Crypt·o·phobe - r0muald
https://www.cryptophobia.com/
======
drdeca
Well, I guess this raises the question: is it good to use shame or the feeling
of public disapproval to achieve (good!) political ends?

Ideally, it would be best if each person could be convinced of the truth as to
what is best without any rhetoric, but "purely rationally" (or, purely
rationally after a shared base foundation of ideas of what is good, and things
like that.)

But totally accomplishing this seems, um, is "intractable" the right word?

So, does this mean that we should [rhetoric] throw that ideal out the window?
[/(?maybe?)rhetoric]

What standards of discussion and debate should we hold ourselves to, knowing
that those we disagree with might not follow the same standards?

I find the rhetoric on this site "personally effective" (I mean, as someone
who already agreed with the viewpoint it expresses, the rhetoric "resonates"
or whatever with me.), but does that mean that we should use it?

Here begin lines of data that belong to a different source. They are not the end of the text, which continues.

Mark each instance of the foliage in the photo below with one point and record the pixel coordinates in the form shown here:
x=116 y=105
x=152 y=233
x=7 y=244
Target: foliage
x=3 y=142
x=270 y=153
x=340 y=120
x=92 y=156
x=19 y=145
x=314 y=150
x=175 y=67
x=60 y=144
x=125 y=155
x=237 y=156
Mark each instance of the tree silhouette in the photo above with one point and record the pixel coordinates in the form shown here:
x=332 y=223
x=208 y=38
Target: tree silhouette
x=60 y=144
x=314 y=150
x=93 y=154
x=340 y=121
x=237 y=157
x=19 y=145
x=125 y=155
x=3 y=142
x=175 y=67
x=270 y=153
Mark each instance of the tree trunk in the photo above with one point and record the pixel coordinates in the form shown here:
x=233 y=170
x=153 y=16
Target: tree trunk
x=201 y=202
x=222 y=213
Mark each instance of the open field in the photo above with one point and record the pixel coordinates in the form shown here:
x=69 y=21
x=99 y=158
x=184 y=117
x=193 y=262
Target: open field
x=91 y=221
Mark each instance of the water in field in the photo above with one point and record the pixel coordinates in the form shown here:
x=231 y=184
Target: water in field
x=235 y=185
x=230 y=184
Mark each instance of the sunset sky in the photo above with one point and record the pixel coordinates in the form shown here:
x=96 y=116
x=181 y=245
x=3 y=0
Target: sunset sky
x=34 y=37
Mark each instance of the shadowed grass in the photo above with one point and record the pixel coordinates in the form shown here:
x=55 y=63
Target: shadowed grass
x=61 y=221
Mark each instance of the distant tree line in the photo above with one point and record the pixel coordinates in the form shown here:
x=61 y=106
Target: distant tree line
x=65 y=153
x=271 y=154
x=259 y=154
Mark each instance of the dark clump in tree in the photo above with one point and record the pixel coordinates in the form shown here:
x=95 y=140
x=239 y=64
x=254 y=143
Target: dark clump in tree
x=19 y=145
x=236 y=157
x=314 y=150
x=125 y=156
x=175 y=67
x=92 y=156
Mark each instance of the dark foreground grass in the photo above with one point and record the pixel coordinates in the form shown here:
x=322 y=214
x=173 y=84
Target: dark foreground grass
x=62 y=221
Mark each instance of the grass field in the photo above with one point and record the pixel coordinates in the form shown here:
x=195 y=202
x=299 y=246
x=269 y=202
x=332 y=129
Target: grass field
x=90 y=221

I don't know that the rhetoric it uses works because the viewpoint is right,
instead of regardless of it being right. I think it probably doesn't. That is,
I think that effectively the same rhetoric could be used to argue for
something false, and that it would be pretty much as convincing.

Should we use/accept(/tolerate?) rhetoric that can be used for bad just as
much as for good?

I don't know.

If we should, this seems like it could work, but I feel like maybe we
shouldn't.

Thoughts?